2 The State expressed its concern that the continuance request was “just part and parcel of an effort by the defense to have the Court not hear this matter.” App. 180. Under Vermont procedures, the judge presiding over the trial was scheduled to “rotate” out of the county where Brillon’s case was pending in March 2002. See id., ¶6, at 109. Thus, a continuance past March would have caused a different judge to preside over Brillon’s trial, despite the denial of his motion to recuse the initial judge. Ammons requested a continuance until April.
3 Ammons also cited as cause to withdraw, “certain irreconcilable differences in preferred approach between Mr. Brillon and counsel as to trial strategy, as well as other legitimate legal decisions.” Id., ¶2, at 104.
4 Specifically, Altieri appeared reluctant to follow Brillon’s tactic that he “bring in a lot of people” at trial, “some of them young kids and relatives … in an attempt by Mr. Brillon—this is his theory—I don’t want to use the words trash, [to] impeach [the victim].” Id., at 216–217.

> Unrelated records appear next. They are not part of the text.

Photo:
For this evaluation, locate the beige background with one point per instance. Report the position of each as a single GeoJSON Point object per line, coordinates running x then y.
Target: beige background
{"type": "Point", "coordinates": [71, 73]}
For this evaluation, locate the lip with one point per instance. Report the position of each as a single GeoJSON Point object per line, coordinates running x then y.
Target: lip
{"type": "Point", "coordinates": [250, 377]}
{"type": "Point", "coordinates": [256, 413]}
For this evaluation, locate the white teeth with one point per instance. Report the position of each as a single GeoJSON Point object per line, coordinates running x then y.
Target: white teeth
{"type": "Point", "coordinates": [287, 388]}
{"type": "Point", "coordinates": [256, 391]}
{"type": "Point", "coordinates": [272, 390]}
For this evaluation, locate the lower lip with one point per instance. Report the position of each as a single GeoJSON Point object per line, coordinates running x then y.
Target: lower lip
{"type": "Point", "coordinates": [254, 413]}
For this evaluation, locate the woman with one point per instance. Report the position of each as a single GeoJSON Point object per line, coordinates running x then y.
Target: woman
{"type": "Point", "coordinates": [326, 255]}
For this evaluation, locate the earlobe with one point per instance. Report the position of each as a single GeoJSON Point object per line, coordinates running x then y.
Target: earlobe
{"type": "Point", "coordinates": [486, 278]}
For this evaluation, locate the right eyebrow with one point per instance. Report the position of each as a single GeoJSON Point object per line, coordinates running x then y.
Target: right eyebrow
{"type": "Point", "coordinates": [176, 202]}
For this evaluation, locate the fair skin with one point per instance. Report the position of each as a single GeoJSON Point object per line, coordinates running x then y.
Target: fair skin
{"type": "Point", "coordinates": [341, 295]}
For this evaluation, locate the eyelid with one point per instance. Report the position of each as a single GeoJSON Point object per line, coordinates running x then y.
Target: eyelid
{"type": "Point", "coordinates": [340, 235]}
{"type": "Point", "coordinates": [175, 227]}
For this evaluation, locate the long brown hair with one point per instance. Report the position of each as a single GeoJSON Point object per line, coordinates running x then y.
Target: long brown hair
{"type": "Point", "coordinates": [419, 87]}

5 Vermont’s Constitution contains a speedy-trial clause which reads: “[I]n all prosecutions for criminal offenses, a person hath a right to … a speedy public trial by an impartial jury … .” Vt. Const., Ch. I, Art. 10. Notably, the Vermont Supreme Court made no ruling under the State’s own prescription, but instead relied solely on the Federal Constitution. Because it did so, our review authority was properly invoked and exercised. See Oregon v. Hass, 420 U. S. 714, 719–720 (1975) ; Ginsburg, Book Review, 92 Harv. L. Rev. 340, 343–344 (1978). But see post, at 1–4.
6 Several States’ speedy-trial statutes expressly exclude from computation of the time limit continuances and delays caused by the defendant or defense counsel. See, e.g., Cal. Penal Code Ann. §1381 (West 2000); Ill. Comp. Stat., ch. 725, §5/103–5(f) (2006); N. Y. Crim. Proc. Law Ann. §30.30(4) (West Supp. 2009); Alaska Rule Crim. Proc. 45(d) (1993); Ark. Rule Crim. Proc. 28.3 (2006); Ind. Rule Crim. Proc. 4(A) (2009). See also Brief for National Governors Association et al. as Amici Curiae 17–18, and n. 12.

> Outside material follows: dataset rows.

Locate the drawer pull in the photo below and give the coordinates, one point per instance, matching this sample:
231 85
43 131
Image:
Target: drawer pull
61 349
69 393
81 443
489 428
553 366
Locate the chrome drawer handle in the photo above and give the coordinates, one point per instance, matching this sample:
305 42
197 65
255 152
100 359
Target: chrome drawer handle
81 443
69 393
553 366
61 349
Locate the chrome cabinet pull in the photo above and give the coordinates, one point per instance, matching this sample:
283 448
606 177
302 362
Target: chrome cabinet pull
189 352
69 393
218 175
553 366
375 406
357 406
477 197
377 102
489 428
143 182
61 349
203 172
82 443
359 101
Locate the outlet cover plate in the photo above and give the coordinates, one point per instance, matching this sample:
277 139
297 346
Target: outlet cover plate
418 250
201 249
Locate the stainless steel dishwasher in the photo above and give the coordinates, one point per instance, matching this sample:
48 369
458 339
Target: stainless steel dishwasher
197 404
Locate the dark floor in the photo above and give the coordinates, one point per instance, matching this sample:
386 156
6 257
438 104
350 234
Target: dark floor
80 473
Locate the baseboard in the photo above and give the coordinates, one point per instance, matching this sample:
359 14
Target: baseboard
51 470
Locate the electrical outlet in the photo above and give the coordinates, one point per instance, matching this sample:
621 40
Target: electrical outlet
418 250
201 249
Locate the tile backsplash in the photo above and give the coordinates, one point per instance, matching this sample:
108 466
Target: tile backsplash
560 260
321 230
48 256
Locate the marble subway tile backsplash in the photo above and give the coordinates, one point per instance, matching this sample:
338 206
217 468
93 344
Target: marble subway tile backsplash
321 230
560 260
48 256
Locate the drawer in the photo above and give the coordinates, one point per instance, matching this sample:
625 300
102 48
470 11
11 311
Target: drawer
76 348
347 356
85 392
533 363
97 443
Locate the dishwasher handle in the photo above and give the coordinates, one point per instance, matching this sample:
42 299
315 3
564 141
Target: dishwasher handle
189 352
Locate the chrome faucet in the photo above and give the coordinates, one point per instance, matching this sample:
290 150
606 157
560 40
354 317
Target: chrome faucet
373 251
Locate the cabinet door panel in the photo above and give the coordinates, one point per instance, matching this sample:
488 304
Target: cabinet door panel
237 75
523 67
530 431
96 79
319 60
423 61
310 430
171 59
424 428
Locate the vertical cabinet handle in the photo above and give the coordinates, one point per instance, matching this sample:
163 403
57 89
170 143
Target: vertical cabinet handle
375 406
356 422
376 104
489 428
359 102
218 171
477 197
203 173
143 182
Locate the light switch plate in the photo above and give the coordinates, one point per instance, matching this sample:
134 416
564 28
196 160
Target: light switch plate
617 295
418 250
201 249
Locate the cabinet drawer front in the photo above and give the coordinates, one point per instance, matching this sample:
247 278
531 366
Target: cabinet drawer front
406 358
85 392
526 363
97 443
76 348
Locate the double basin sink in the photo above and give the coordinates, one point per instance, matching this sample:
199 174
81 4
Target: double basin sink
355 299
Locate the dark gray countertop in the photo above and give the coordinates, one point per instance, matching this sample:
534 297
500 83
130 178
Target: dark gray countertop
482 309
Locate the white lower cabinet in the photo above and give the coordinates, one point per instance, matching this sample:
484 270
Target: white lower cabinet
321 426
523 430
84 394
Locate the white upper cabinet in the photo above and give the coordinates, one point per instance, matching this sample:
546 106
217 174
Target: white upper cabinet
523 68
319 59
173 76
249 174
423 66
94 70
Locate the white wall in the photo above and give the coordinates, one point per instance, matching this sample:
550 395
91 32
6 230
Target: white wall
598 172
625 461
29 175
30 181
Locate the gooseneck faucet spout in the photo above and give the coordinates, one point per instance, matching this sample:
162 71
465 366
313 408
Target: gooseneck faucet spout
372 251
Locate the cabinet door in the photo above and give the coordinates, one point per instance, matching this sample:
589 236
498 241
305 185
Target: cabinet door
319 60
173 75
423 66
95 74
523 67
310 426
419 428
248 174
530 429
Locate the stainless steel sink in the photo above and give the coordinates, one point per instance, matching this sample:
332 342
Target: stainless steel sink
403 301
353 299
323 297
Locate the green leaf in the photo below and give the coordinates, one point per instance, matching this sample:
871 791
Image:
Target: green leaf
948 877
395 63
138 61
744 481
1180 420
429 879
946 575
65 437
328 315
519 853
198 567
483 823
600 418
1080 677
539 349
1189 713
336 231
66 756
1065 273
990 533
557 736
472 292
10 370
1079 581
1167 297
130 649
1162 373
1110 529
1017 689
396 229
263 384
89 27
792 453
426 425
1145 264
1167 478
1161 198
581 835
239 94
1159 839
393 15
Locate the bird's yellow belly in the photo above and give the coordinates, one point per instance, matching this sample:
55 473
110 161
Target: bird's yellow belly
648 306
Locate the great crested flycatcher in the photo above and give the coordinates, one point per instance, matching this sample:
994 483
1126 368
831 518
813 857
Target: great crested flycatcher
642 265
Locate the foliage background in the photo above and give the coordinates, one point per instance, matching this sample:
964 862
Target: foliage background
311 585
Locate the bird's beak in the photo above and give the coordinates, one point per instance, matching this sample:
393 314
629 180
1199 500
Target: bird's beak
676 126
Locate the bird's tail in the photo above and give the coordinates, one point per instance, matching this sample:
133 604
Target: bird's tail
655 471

7 A public defender may act for the State, however, “when making hiring and firing decisions on behalf of the State,” and “while performing certain administrative and possibly investigative functions.” Polk County v. Dodson, 454 U. S. 312, 325 (1981) .
8 The State conceded before the Vermont Supreme Court that the period of Sleigh’s representation—along with a six-month period of no representation—was properly attributed to the State. 955 A. 2d 1108, 1120–1121 (2008). The State sought to avoid its concession at oral argument before this Court, but in the alternative, noted that the period of Sleigh’s representation “is really inconsequential.” Tr. of Oral Arg. 5–6. We agree that in light of the three-year delay caused mostly by Brillon, the attribution of Sleigh’s three-month representation does not tip the balance for either side.
9 Brillon lacked counsel for some six months. In light of his own role in the initial periods of delay, however, this six-month period, even if attributed to the State, does not establish a speedy-trial violation.